COME CAMBIA IL REGOLAMENTO DELL’AULA CONSILIARE

Parola ai cittadini e maggiore spazio all'opposizione
Migliorare la qualità del dibattito, introdurre nuove forme di confronto pubblico e garantire alle opposizioni il diritto ad avere spazi e modalità adeguati a sostenerne le proposte.

Sono gli obiettivi del nuovo Regolamento del Consiglio comunale, approvato il primo giugno dai consiglieri di Palazzo Marino con 31 voti a favore e 7 contrari. Un provvedimento che arriva al termine di un percorso di lavoro iniziato il 10 ottobre del 2016 con l’istituzione di una Commissione speciale presieduta dalla consigliera Elisabetta Strada, che ha studiato i regolamenti di altre città, udito i segretari generali di diversi comuni e  la Regione Lombardia prima di consegnare, l’11 maggio del 2017, una proposta alla Commissione Affari istituzionali, Città metropolitana e Municipi che hanno discusso, modificato e portato il documento in Aula.

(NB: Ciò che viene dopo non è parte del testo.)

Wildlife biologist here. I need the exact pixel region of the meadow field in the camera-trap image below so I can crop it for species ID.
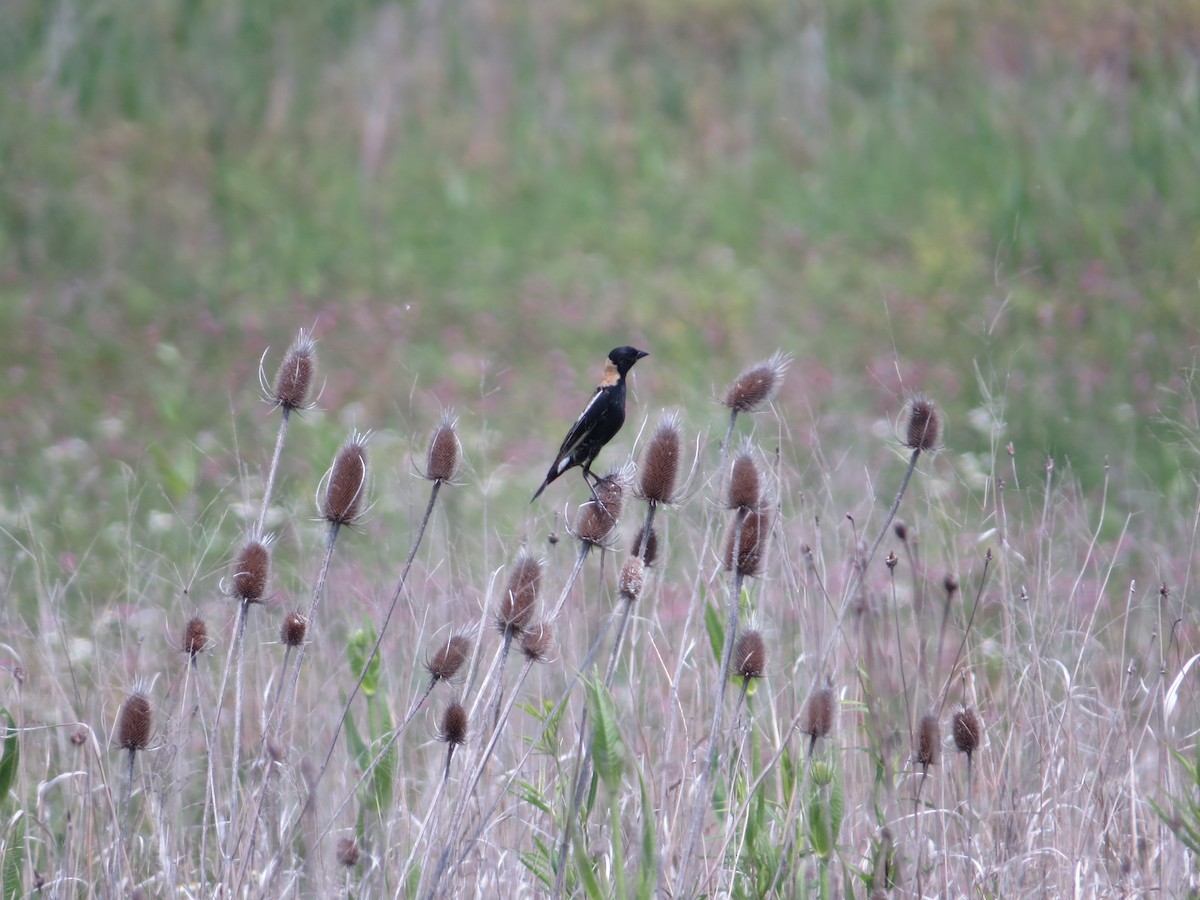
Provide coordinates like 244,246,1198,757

Qui, nel corso di dieci sedute di Consiglio, sono stati presentati, dibattuti e votati 864 emendamenti.
“Auspico che il nuovo Regolamento possa consentire un funzionamento migliore e un lavoro più efficace del Consiglio - ha affermato il presidente Lamberto Bertolé - dando la possibilità alla maggioranza e alle opposizioni di partecipare, proporre e decidere nel rispetto reciproco dei ruoli. E in tempi certi, dando centralità all’Aula in quanto luogo in cui si prendono le decisioni. Un risultato non da poco in un momento in cui le assemblee rappresentative stanno vivendo una ‘crisi’ legata alla loro funzione e che, soprattutto, arriva al termine di un percorso di lavoro lungo, fatto di confronti serrati, ma tutti tesi al miglioramento del testo, dunque ispirati da un sentimento costruttivo. È un segno di grande responsabilità dei gruppi di cui il Consiglio comunale può essere orgoglioso”.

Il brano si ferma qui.